PROC. -:- 2010.03.99.018877-5 AC 1513562

D.J. -:- 2/2/2011

APELAÇÃO CÍVEL Nº 0018877-90.2010.4.03.9999/SP

2010.03.99.018877-5/SP

RELATORA : Desembargadora Federal THEREZINHA CAZERTA

APELANTE : Instituto Nacional do Seguro Social - INSS

ADVOGADO : ELIANA COELHO

: HERMES ARRAIS ALENCAR

APELADO : NAIR FERNANDES DE ABREU LONGO (= ou > de 60 anos)

ADVOGADO : ALEXANDRA DELFINO ORTIZ

No. ORIG. : 07.00.00291-5 2 Vr MOGI GUACU/SP

DECISÃO

Demanda objetivando a concessão de auxílio-doença desde 18.01.2007, a ser transformado em aposentadoria por invalidez, caso comprovada a incapacidade insuscetível de reabilitação. Requerida a antecipação dos efeitos da tutela.

Indeferida a antecipação dos efeitos da tutela.

Pedido julgado procedente no primeiro grau de jurisdição para conceder aposentadoria por invalidez a partir de janeiro de 2007, observada a prescrição quinquenal, com acréscimo de abono anual e de juros de mora. Concedida a antecipação dos efeitos da tutela. Réu condenado em custas, despesas processuais e honorários advocatícios, fixados em 10% do valor atribuído à causa, devidamente atualizado. Sentença publicada em 20.10.2009, não submetida a reexame necessário.

O INSS apresentou proposta de acordo - rejeitada pela autora - e apelou, pleiteando a parcial reforma da sentença. Requer a fixação do termo inicial do benefício na data da apresentação do laudo pericial em juízo; que até 29.06.2009 a correção monetária seja fixada a partir do ajuizamento da demanda, nos termos da Lei nº 6.899/81 e da Súmula 148 do STJ, e a incidência de juros de mora à taxa legal de 0,5% ao mês, a partir da citação válida, e, a partir de 30.06.2009, que a atualização monetária e os juros de mora sejam estipulados com base nos índices oficiais de remuneração básica e juros aplicados à caderneta de poupança, conforme artigo 1º-F da Lei nº 9.494/97, na redação dada pela Lei nº 11.960/2009; além da compensação dos valores já pagos.

Com contrarrazões.

É o relatório.

Decido.

Corolário do princípio da celeridade processual, os poderes conferidos ao relator pelo artigo 557 do Código de Processo Civil permitem o julgamento singular do próprio mérito do recurso, in verbis:

"Art. 557. O relator negará seguimento a recurso manifestamente inadmissível, improcedente, prejudicado ou em confronto com súmula ou jurisprudência dominante do respectivo tribunal, do Supremo Tribunal Federal, ou de Tribunal Superior. § 1º-A Se a decisão recorrida estiver em manifesto confronto com súmula ou com jurisprudência dominante do Supremo Tribunal Federal, ou de Tribunal Superior, o relator poderá dar provimento ao recurso."

Em primeiro, cumpre observar que se trata de sentença ultra petita, tendo em vista que o juízo a quo excedeu os limites da lide, julgando além do pedido do autor.

Não obstante tenha o requerente pedido em sua peça exordial o restabelecimento do auxílio-doença desde 18.01.2007 e posterior conversão em aposentadoria por invalidez, o juízo a quo concedeu aposentadoria por invalidez desde 18.01.2007.

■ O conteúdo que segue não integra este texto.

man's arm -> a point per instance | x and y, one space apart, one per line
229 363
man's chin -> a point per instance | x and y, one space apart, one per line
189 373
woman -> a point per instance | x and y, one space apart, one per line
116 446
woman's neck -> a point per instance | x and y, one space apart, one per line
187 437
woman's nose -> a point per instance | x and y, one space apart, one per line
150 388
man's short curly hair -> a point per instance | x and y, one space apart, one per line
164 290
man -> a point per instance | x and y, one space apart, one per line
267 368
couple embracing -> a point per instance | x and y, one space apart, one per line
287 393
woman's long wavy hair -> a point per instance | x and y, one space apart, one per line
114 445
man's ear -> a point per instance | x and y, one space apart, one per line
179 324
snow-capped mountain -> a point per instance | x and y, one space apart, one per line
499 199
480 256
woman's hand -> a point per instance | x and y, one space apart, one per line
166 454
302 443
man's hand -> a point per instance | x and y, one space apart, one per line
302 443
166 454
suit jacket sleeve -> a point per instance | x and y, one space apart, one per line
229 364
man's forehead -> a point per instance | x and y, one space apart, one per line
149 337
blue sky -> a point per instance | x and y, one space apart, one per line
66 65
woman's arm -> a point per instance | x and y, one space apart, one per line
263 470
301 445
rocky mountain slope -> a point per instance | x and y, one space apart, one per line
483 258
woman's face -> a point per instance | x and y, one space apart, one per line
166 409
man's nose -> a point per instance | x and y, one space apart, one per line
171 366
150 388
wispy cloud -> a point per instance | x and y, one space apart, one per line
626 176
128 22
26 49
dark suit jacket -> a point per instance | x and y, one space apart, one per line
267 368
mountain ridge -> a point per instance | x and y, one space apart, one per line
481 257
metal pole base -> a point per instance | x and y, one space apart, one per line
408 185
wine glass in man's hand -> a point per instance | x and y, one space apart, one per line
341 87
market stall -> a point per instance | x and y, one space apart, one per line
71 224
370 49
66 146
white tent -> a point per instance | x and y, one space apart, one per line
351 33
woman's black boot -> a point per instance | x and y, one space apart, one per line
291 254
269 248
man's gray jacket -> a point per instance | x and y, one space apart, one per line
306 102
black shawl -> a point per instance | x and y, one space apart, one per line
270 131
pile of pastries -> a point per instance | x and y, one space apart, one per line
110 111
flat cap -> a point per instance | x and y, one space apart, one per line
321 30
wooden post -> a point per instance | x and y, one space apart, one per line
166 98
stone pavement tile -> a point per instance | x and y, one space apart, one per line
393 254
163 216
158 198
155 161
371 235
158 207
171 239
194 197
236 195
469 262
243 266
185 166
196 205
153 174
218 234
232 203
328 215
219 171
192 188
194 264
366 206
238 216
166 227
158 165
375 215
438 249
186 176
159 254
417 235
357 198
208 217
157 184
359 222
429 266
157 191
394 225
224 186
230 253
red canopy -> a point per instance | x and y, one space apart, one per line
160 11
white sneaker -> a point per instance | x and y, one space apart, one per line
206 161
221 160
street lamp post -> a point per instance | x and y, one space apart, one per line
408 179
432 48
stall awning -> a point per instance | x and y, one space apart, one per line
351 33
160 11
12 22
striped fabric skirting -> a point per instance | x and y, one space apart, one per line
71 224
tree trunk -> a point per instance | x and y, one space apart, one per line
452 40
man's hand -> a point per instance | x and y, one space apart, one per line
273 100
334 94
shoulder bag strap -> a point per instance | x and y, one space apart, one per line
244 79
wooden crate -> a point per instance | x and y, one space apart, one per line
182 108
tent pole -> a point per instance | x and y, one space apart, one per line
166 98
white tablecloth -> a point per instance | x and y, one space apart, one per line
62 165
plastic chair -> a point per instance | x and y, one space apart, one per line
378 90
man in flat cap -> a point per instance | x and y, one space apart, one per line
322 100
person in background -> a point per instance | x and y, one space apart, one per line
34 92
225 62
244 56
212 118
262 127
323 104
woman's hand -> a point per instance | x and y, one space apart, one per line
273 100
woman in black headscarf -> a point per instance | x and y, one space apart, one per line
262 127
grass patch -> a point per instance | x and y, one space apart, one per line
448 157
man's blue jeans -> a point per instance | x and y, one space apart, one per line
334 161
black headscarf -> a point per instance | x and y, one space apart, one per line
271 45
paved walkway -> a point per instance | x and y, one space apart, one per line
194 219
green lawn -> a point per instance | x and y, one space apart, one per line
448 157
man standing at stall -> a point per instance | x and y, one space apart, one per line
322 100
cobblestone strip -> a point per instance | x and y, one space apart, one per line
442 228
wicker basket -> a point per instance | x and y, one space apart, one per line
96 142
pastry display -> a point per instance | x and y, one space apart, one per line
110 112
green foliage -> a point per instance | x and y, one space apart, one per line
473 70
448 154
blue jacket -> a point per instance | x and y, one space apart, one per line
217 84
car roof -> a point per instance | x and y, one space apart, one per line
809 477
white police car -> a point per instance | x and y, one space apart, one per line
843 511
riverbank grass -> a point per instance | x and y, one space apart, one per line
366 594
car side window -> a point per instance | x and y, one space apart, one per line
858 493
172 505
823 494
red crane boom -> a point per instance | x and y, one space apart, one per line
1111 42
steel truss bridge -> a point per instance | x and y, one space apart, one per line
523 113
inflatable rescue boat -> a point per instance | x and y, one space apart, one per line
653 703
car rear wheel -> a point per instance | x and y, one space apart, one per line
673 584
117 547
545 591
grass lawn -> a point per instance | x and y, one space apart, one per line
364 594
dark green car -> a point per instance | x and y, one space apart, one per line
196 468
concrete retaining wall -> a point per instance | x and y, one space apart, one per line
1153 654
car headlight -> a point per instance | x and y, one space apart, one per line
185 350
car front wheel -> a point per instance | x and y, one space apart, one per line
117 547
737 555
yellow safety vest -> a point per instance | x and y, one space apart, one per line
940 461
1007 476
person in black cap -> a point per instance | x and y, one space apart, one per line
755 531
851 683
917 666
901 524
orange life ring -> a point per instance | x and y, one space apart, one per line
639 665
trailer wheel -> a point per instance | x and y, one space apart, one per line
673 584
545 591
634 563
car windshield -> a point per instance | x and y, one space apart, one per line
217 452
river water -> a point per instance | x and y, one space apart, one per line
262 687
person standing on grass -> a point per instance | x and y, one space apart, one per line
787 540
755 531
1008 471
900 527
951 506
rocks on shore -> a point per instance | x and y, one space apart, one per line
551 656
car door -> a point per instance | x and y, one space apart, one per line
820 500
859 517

Tal decisão apreciou situação fática superior à proposta na inicial, e constituiu, na verdade, ultra petita, violando os dispositivos legais constantes dos artigos , 128 e 460 do Código de Processo Civil, sendo caso, pois, de reduzi-la aos limites da discussão.

A propósito, averbam Nelson Nery Junior e Rosa Maria Andrade Nery, in Código de Processo Civil Comentado, 2ª edição, revista e ampliada, Editora Revista dos Tribunais, p. 552:

"2. Pedido e sentença. Deve haver correlação entre pedido e sentença (CPC 460), sendo defeso ao juiz decidir aquém (citra ou infra petita), fora (extra petita) ou além (ultra petita) do que foi pedido, se para isto a lei exigir a iniciativa da parte. Caso decida com alguns dos vícios apontados, a sentença poderá ser corrigida por embargos de declaração, se citra ou infra petita, ou por recurso de apelação, se tiver sido proferida extra ou ultra petita. Por pedido deve ser entendido o conjunto formado pela causa (ou causae) petendi e o pedido em sentido estrito. A decisão do juiz fica vinculada à causa de pedir e ao pedido. V. coment. CPC 460."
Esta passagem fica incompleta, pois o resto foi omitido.